Die Weichen sind gestellt für den „proletarischen Staat“ ohne Klassengegensätze, der natürlich mitnichten abgestorben ist, wenngleich er sich schließlich auf andere Art vertschüßt hat:
„Die Ablösung des bürgerlichen Staates durch den proletarischen ist ohne gewaltsame Revolution unmöglich.
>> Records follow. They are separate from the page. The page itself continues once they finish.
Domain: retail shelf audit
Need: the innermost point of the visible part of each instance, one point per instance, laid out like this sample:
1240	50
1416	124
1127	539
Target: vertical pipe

Die Aufhebung des proletarischen Staates, d.h. die Aufhebung jeglichen Staates, ist nicht anders möglich als auf dem Wege des »Absterbens«.“ (S 30)
Man beachte hier Lenins Vorgangsweise: Engels wird zitiert, als wäre er die Bibel, und als Schlußfolgerung wird die Notwendigkeit des Ersatzes einer Art von Staatsgewalt durch eine andere postuliert. Von Begründung keine Spur.